Lentils and Mung Dal

Rich in protein and iron, these legumes are easy to digest and traditionally used in Ayurvedic postpartum meals like kitchari.


Sweet Potatoes

Grounding and nourishing, sweet potatoes support blood sugar stability and are high in beta-carotene, which boosts breast milk quality.


Fenugreek & Fennel Tea

Both herbs are known to increase milk supply. Steep them gently and sip throughout the day for lactation and digestion support.


Almonds and Nuts

Full of protein and healthy fats, almonds can help enrich the quality of your breast milk and offer an easy snack between feedings.


Dates and Dried Fruits

Naturally sweet and iron-rich, dates are often used in postpartum energy balls or warm tonics to help rebuild lost energy and blood.

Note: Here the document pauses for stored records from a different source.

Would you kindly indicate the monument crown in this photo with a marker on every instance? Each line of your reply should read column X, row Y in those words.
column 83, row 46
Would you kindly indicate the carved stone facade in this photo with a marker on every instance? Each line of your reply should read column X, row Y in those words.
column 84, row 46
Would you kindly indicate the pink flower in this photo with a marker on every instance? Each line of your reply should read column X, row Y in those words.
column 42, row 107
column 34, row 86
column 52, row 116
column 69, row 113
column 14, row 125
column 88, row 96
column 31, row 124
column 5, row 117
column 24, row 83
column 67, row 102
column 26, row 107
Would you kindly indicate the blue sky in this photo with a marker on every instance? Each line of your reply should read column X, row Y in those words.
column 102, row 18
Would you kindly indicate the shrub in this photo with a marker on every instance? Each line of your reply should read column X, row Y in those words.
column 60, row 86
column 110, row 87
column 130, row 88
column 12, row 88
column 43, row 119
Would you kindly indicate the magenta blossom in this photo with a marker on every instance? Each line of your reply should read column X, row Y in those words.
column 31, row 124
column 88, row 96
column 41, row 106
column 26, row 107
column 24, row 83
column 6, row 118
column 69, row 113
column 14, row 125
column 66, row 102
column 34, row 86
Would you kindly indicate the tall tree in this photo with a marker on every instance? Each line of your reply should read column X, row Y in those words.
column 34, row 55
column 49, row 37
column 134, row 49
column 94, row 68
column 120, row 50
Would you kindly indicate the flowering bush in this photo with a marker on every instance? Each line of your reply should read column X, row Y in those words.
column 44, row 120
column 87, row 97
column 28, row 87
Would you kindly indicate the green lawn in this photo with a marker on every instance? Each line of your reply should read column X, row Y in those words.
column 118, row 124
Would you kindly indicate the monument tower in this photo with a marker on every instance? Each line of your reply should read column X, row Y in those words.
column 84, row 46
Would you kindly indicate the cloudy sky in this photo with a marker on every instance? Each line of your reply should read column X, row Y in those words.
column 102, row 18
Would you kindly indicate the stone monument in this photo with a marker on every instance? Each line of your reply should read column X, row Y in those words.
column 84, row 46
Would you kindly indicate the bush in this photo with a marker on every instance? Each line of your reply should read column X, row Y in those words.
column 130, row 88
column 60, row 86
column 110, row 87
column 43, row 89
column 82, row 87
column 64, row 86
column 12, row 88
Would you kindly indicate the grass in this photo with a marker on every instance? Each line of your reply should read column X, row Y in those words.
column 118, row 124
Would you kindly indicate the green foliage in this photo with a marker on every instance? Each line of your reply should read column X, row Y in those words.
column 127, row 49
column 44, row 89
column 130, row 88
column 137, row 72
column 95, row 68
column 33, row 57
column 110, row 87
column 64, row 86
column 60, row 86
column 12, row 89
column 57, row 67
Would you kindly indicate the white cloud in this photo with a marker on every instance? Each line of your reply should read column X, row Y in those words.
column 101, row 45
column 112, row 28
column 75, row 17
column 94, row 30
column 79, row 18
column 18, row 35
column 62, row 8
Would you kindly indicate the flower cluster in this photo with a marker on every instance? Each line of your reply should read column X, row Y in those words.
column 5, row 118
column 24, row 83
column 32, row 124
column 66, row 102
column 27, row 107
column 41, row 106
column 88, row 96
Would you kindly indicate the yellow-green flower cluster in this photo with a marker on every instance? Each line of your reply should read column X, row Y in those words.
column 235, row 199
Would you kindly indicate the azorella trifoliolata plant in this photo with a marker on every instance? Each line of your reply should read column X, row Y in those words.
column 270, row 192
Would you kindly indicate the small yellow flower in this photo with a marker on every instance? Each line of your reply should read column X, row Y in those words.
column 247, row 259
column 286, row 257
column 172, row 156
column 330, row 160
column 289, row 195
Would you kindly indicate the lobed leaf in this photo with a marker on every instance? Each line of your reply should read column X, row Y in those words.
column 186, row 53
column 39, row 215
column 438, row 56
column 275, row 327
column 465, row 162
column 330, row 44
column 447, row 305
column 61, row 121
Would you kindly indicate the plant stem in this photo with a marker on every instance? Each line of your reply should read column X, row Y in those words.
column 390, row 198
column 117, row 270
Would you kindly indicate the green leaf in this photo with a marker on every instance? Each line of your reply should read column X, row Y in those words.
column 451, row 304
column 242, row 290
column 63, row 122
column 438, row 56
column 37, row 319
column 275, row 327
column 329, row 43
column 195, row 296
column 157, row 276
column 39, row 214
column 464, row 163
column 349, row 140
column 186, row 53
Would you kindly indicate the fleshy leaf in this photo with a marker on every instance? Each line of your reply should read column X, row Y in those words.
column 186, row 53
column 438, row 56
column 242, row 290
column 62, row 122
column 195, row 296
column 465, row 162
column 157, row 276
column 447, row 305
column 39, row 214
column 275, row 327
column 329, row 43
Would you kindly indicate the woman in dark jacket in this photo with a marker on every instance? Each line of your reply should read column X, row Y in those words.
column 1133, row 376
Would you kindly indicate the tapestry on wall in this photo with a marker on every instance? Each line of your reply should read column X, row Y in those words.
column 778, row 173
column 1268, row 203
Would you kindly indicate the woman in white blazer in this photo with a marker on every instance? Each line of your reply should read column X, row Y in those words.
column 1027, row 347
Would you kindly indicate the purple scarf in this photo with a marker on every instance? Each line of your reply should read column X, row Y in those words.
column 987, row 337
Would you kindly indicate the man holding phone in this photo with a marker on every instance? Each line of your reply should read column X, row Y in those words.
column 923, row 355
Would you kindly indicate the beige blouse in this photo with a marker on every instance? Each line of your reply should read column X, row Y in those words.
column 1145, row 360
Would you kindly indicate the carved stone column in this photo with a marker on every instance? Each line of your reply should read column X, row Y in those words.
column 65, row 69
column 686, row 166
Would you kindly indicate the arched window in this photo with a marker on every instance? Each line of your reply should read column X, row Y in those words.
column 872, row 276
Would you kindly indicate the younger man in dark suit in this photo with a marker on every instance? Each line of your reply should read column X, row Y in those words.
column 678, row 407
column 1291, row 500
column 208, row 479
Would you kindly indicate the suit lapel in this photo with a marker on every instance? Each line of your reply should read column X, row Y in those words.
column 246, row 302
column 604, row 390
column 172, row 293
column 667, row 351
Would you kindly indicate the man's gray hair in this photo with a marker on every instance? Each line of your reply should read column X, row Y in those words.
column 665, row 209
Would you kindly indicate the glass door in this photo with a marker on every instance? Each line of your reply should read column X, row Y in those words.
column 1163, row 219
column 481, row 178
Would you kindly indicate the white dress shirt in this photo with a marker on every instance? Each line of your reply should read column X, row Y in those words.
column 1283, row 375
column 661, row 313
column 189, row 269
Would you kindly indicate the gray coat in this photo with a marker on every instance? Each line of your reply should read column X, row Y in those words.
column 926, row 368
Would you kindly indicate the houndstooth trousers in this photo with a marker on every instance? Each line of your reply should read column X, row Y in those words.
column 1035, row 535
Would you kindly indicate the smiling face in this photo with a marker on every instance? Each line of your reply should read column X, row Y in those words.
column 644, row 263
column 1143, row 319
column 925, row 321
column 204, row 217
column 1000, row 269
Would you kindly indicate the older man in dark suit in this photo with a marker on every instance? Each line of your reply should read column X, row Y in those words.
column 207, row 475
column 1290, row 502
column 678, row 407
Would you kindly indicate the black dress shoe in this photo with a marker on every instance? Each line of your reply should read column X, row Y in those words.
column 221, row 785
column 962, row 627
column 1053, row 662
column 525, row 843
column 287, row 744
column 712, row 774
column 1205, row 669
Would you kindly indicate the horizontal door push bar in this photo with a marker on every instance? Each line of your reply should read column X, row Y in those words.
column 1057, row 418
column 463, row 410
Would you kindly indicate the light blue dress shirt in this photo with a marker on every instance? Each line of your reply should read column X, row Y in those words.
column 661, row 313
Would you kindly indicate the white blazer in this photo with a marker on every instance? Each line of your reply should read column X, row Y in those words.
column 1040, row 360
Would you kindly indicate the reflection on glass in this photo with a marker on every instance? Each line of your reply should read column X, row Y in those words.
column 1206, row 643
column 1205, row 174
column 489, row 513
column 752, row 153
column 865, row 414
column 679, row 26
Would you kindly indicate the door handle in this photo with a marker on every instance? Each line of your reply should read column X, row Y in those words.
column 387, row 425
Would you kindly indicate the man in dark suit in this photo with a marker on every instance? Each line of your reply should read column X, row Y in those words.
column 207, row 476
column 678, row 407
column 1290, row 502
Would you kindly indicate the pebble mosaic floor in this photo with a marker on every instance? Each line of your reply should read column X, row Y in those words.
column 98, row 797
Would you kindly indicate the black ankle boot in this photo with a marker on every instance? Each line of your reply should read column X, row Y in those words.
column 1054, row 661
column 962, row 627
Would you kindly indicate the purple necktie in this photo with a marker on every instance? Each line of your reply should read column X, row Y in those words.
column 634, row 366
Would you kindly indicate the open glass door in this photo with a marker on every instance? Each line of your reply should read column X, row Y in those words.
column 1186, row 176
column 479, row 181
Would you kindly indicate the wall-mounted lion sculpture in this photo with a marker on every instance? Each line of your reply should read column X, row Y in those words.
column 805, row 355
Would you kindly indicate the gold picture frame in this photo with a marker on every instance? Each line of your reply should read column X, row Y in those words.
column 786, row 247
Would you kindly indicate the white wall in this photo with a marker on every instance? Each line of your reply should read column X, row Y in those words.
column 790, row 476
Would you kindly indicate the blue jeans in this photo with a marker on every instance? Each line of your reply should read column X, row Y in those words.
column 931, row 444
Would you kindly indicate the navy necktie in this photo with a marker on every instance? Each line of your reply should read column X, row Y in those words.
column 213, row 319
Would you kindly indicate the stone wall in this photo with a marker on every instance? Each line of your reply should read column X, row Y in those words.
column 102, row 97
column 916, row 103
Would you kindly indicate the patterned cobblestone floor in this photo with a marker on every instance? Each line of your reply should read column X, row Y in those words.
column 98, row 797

For a comprehensive list of warming foods for the first 42 days after birth, read this blog post and check out our Postpartum Meal Guide.



Foods to Limit During Postpartum


While your diet should be comforting and unrestricted, some foods may interfere with milk production or digestion:


  • Cold, raw foods (they can aggravate Vata and slow digestion)

  • Excess caffeine can affect baby’s sleep and your milk letdown

  • Peppermint and sage in large amounts (may decrease milk supply)


Trust your body’s cues, and if something doesn’t feel supportive, give yourself permission to adapt.


Gentle Tips to Support Milk Supply Naturally


In addition to eating nourishing foods for milk production, remember:


  • Nurse or pump frequently to establish demand

  • Practice skin-to-skin contact to stimulate oxytocin

  • Rest deeply: fatigue can reduce milk output

  • Hydrate consistently with warm water and herbal teas

  • Let go of pressure and trust your body’s unique pace


Your Healing Is Worthy of Nourishment


Milk production is a miraculous, ongoing gift your body offers your baby. But it’s also an act that requires energy, warmth, and deep care. You are not just feeding a baby, you are rebuilding from the inside out.


Let every bite you take be an offering to your hormones, your healing, and the mama you are becoming.


If you’d like more guidance on Ayurvedic postpartum recipes, postpartum doula care, or customized postpartum meal planning, I’d be honored to support you.


You deserve to be nourished. You deserve to feel full in every sense of the word.